Um dos começos mais famosos da História da Literatura é o de «Anna Karenine» em que Tolstoi diz que todas as famílias felizes se assemelham, mas as infelizes são-no cada uma à sua maneira. Tal ilação está bem demonstrada na família de «Intimidade» (1978) com a qual Woody Allen rodou o primeiro dos seus seis filmes dramáticos, entre dois dos maiores sucessos de uma vasta filmografia com cerca de cinquenta títulos: «Annie Hall» (1977) e «Manhattan» (1979). É também o primeiro em que ele não aparece como ator.
Na época toda a crítica elogiou o filme como uma homenagem óbvia a Ingmar Bergman, embora Woody Allen tenha referido o quanto ele deve às obras do dramaturgo norte-americano Eugene O’Neill. Haverá, igualmente, quem note algo do universo de Anton Tchekov, nomeadamente nas suas peças «As Três Irmãs» e «O Tio Vânia».
Os caminhos de cruzamento com o realizador sueco também se situaram a um outro nível: o papel de Eve foi escrito para Ingrid Bergman mas a atriz, já comprometida com a «Sonata de Outono» do outro Bergman, declinou o convite vendo-se substituída por Geraldine Page. Curiosamente uma e outra seriam candidatas a melhor atriz principal nos Óscares do ano seguinte, tendo perdido o prémio para Jane Fonda, que interpretara «Regresso do Herói» sobre as consequências familiares da guerra do Vietname.
Tratava-se, pois, de uma época propícia à abordagem das disfuncionalidades dentro das famílias e Allen mostrava como não bastava ter uma qualidade de vida desafogada para se comprar a felicidade. A crise acontecera quando Arthur decidira abandonar a mulher que muito o amara, e arcara com os sustento da família enquanto ele acabara a Universidade, trocando-a por uma rival, sua verdadeira antítese.
Eve que fora uma bem sucedida decoradora de interiores fora perdendo sucessivamente os clientes e tornara-se numa esposa neurótica. O abandono do marido atirara-a para a depressão, os internamentos em hospitais psiquiátricos e, enfim, a morte.
O filme inicia-se, quando a separação já acontecera há algum tempo e Eve ainda vive a esperança de uma impossível reconciliação. Renata, a primogénita das três filhas, alimenta-lhe a ilusão, mesmo dela descrendo, vendo-se atacada por Joey, a irmã do meio, que não se chega a perceber se reage por convicção se pelo despeito de ver aquela ter o sucesso literário que ela, enquanto escritora não conseguira.
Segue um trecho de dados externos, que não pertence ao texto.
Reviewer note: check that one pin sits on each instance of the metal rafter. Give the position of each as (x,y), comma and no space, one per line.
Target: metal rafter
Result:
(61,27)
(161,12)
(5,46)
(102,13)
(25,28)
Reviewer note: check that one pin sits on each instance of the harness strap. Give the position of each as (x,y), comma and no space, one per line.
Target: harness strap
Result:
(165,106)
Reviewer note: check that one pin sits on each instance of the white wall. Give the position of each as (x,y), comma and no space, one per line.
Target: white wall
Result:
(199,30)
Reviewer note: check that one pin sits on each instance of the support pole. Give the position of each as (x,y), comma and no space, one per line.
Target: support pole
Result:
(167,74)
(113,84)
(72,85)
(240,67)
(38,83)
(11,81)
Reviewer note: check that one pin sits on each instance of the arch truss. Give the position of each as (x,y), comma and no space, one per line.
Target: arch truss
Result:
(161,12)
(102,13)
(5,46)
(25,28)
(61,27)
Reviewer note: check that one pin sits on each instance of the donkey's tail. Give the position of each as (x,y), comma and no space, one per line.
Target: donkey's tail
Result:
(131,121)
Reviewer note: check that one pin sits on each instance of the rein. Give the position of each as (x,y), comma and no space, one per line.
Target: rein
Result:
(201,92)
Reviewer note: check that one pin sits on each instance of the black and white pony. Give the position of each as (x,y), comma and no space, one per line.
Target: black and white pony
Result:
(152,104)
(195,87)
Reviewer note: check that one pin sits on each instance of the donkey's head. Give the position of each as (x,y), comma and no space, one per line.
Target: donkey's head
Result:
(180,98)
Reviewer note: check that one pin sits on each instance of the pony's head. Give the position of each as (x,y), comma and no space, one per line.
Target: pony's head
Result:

Estamos numa família onde a cultura importa e alimenta conversas sofisticadas, quase sempre entediantes na presunção de quem se parece masturbar com a invocação de referências artísticas.
Flyn, a filha mais nova, que vem do outro lado do continente, é a única a não alinhar nesse tipo de conversas, mas o facto de ter uma carreira mediana como atriz nas novelas televisivas produzidas em Hollywood, conferem-lhe uma imagem de futilidade, que retoma o tema do filme anterior: a Costa Leste, e sobretudo Nova Iorque, era o feudo da intelectualidade mais requintada, ao contrário da vulgaridade do que se produzia em Los Angeles.
Quem servirá verdadeiramente de contraponto ao esnobismo da família é Pearl, que só conhecemos na segunda metade do filme: personagem de rutura, ela é-o até na forma como se veste. As cores claras, a assumida alegria de viver, contrastam com o cinzentismo e as angústias das futuras enteadas.
Existe, pois, uma crítica explicita a uma camada social com tiques aristocráticos, que parece comprazer-se com a vocação para ser infeliz.
Tendo-se tornado num dos filmes mais mal amados do realizador, atentemos ainda assim na audácia com que Allen filma as belas paisagens invernosas sem presença humana, facilmente associáveis ao abstracionismo.